You Can’t Create Wealth – It Falls From Heaven

04.10.2017 • France

Simone Wapler – La Chronique Agora (France) –

Financial markets are in the limelight. The financial bubble continues to inflate without limit and the definition of the capital of the banks escapes the regulators.

Markets are stealing from record to record. At this rate, the CAC 40 could regain its level of the Internet bubble (6,000 points in 2000). All the speakers are frightened of the separatist wills of Catalonia that will join the camp of the grumpy Brexit.

This euphoria allows me to tackle today a particularly boring and tangled subject: banks and their own funds. I feel, dear reader, that arrived at this stage you wish to leave me immediately. You are wrong.

By focusing on the monetary, banking and financial system, you could become ultra-rich. Not necessarily by buying shares or bonds,as Bill Bonner explains

But you could also avoid a disaster.

We live in a system that has nothing to do with capitalism. Capitalism reinvests honestly earned profits in competitive markets to make productivity gains, that is, to have more and better with less effort.

If every day you get much more than you can produce yourself, it is thanks to this wonderful organization, this refined specialization that capitalism allows. From your first coffee and toast to your last thought at the bottom of your bed, everything around you is the result of cumulative investments for centuries: bulb, textile, automobile, food, entertainment … You yourself can devote yourself to what you do best to exchange it for what others do best.

Creditism does not work like that.

Creditism depends on equity, whose definition is fuzzy

Credit creates money according to the banking principle that “credits make deposits”. Money no longer comes from past successes, it falls from heaven. If you have a bank license, 1 € of equity allows you to create 20 € or 30 € credit, to grant loans.

Whether or not to grant these loans and to whom, for what activity, has become the preserve of the banks.

Formerly, capital represented the accumulation of past successes. Today, it is mostly a privilege.

Of course, the saying “we only lend to the rich” remains in force. For a banker, the most comfortable loan is one that is leaned on to something already existing. This explains why the credibility enriches the already rich and the financiers who receive interest on the loans granted. These interests will in turn increase the equity and allow for more lending.

The keystone of this system? Equity, you understand. It is clear to you, dear reader, that the definition of capital is the subject of intense discussion within the “regulatory bodies”.

Agefiof 19 September on this subject:

Agefi

AgefiIn reality, the concept of “own funds” is as clear as classical juice.

“Own funds” may begoodwillor goodwill *, of the debt of a State …

It is important that the banks’ own funds inflate because so more and more credits can be granted. Deflation, the fall in the amount of credit, is not possible because this would lead to cascading bankruptcies. Hence the fall in interest rates that allows to continue to inflate credit, borrow to repay an old loan.
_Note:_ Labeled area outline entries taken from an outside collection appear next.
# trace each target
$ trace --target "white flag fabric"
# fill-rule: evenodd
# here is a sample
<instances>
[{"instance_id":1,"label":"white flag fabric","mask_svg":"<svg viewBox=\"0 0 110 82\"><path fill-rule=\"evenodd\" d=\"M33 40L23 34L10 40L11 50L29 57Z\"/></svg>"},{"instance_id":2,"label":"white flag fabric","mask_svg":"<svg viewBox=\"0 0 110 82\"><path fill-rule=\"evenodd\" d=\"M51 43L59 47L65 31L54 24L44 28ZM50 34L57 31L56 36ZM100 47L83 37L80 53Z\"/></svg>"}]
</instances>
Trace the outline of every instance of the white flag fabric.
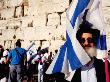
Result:
<instances>
[{"instance_id":1,"label":"white flag fabric","mask_svg":"<svg viewBox=\"0 0 110 82\"><path fill-rule=\"evenodd\" d=\"M59 54L50 64L47 69L47 74L62 72L68 76L72 71L87 64L90 61L89 56L80 45L76 38L79 25L82 23L85 10L88 9L87 21L93 24L93 28L99 29L102 33L104 22L100 12L99 0L73 0L67 10L67 30L66 42L60 48ZM103 33L102 33L103 34ZM103 37L103 38L102 38ZM97 48L106 50L106 36L99 37ZM103 42L105 45L102 45ZM100 46L99 46L100 44ZM70 79L69 79L70 80Z\"/></svg>"}]
</instances>

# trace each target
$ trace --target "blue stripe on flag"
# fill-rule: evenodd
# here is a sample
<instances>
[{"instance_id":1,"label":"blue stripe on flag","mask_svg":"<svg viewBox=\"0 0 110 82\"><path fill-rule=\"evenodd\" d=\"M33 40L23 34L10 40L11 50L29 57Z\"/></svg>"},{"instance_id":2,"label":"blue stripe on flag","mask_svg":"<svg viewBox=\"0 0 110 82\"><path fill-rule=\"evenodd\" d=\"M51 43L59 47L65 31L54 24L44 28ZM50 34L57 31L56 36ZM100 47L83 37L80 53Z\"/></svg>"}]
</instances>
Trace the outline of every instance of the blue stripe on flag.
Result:
<instances>
[{"instance_id":1,"label":"blue stripe on flag","mask_svg":"<svg viewBox=\"0 0 110 82\"><path fill-rule=\"evenodd\" d=\"M87 7L89 1L90 0L78 0L78 4L76 6L75 12L73 13L73 16L70 21L73 28L75 26L75 22L76 22L78 15Z\"/></svg>"},{"instance_id":2,"label":"blue stripe on flag","mask_svg":"<svg viewBox=\"0 0 110 82\"><path fill-rule=\"evenodd\" d=\"M67 36L67 59L69 60L70 66L72 70L77 69L82 66L80 60L77 57L77 54L74 51L74 48L72 46L72 42L68 36Z\"/></svg>"},{"instance_id":3,"label":"blue stripe on flag","mask_svg":"<svg viewBox=\"0 0 110 82\"><path fill-rule=\"evenodd\" d=\"M100 35L97 48L100 50L107 50L106 35Z\"/></svg>"},{"instance_id":4,"label":"blue stripe on flag","mask_svg":"<svg viewBox=\"0 0 110 82\"><path fill-rule=\"evenodd\" d=\"M59 53L58 59L55 63L55 66L53 68L52 73L57 73L57 72L60 72L62 70L65 51L66 51L66 45L64 44L60 49L60 53Z\"/></svg>"}]
</instances>

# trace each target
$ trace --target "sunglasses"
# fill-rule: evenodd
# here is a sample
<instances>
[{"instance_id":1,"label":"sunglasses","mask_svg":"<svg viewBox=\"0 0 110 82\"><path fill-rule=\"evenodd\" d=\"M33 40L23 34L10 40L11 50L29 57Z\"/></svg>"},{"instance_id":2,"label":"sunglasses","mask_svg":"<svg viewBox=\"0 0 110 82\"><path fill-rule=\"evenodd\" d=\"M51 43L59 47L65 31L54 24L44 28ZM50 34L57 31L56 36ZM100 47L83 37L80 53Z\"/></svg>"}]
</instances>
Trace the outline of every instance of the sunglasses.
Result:
<instances>
[{"instance_id":1,"label":"sunglasses","mask_svg":"<svg viewBox=\"0 0 110 82\"><path fill-rule=\"evenodd\" d=\"M94 43L94 40L92 39L92 38L87 38L87 39L85 39L85 38L81 38L81 43L85 43L85 42L88 42L88 43Z\"/></svg>"}]
</instances>

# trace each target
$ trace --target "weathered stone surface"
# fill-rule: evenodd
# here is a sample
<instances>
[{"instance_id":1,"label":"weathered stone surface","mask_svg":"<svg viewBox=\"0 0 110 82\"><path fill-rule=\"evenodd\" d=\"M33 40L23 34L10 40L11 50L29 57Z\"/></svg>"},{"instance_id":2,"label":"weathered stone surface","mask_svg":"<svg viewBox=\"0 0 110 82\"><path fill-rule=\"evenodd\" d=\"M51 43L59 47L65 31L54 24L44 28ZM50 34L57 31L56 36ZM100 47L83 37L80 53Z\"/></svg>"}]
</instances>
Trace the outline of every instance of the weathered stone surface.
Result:
<instances>
[{"instance_id":1,"label":"weathered stone surface","mask_svg":"<svg viewBox=\"0 0 110 82\"><path fill-rule=\"evenodd\" d=\"M3 19L9 19L12 18L14 16L14 7L12 8L6 8L0 11L1 13L1 17L3 17Z\"/></svg>"},{"instance_id":2,"label":"weathered stone surface","mask_svg":"<svg viewBox=\"0 0 110 82\"><path fill-rule=\"evenodd\" d=\"M58 24L60 24L60 16L58 13L49 14L47 26L56 26Z\"/></svg>"},{"instance_id":3,"label":"weathered stone surface","mask_svg":"<svg viewBox=\"0 0 110 82\"><path fill-rule=\"evenodd\" d=\"M15 35L15 29L2 30L2 40L13 40L14 35Z\"/></svg>"},{"instance_id":4,"label":"weathered stone surface","mask_svg":"<svg viewBox=\"0 0 110 82\"><path fill-rule=\"evenodd\" d=\"M69 0L0 0L0 44L14 48L17 39L27 48L49 44L49 51L60 48L66 39L66 9ZM110 0L102 0L110 49Z\"/></svg>"}]
</instances>

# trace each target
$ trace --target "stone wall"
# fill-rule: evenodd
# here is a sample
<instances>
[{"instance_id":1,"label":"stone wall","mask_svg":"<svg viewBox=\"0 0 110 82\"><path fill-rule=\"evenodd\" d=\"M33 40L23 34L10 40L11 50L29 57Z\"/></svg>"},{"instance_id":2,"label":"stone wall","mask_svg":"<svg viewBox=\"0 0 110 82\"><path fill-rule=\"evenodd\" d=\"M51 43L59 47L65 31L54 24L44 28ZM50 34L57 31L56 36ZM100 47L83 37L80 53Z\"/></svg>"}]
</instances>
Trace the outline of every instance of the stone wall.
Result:
<instances>
[{"instance_id":1,"label":"stone wall","mask_svg":"<svg viewBox=\"0 0 110 82\"><path fill-rule=\"evenodd\" d=\"M110 1L103 1L110 49ZM24 48L35 41L36 48L58 49L65 42L68 6L69 0L0 0L0 44L12 49L21 39Z\"/></svg>"}]
</instances>

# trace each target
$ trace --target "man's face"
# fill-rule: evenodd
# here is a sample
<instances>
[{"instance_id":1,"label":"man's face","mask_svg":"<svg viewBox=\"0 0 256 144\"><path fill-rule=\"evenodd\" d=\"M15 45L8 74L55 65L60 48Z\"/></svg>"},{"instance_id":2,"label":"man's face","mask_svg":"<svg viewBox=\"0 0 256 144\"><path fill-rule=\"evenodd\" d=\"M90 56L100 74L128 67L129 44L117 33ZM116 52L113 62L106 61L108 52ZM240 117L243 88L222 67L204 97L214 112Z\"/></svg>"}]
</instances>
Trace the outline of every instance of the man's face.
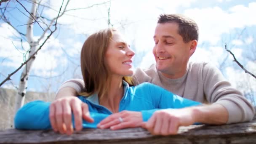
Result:
<instances>
[{"instance_id":1,"label":"man's face","mask_svg":"<svg viewBox=\"0 0 256 144\"><path fill-rule=\"evenodd\" d=\"M189 59L195 50L195 47L191 48L194 48L192 45L195 44L196 47L197 44L195 40L185 43L178 28L176 23L157 24L154 36L153 53L157 69L170 78L184 74Z\"/></svg>"}]
</instances>

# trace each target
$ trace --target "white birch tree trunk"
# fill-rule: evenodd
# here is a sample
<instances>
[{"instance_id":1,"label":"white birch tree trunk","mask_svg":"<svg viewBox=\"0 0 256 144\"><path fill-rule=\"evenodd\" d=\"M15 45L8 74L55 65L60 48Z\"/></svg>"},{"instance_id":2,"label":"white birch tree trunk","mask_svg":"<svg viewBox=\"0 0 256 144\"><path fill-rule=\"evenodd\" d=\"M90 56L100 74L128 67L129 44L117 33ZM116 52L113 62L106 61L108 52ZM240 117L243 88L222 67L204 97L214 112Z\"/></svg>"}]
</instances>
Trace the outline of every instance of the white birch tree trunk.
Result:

The conclusion is necessary.

Regulators claim to regulate a system that knows no physical limit (since money no longer has material anchorage and is pure credit) and is based on a scam since your sight deposits are supposed to be permanently available.

This is obviously not the case and any leakage of deposits triggers solvency crises, as was seen recently in Spain.

Doug Noland is a clairvoyant accountant. He denounced the bubble of 2000, the bubble of 2008 and it holds the blog “Credit Bubble Bulletin“.

We are in a global financial bubble that I call the ‘mother of all bubbles’. Economists can not see it. They can not model currency and credit. However, for those who are out of the system, the facts are becoming clearer

Compare this to this article:

Les Echos

Les EchosIt is becoming increasingly imprudent to leave your savings at the mercy of the financial system even if, for the moment, the markets do not cure and soar.

* This reasoning consists in giving an asset a value greater than its purchase value because it has been “well” purchased.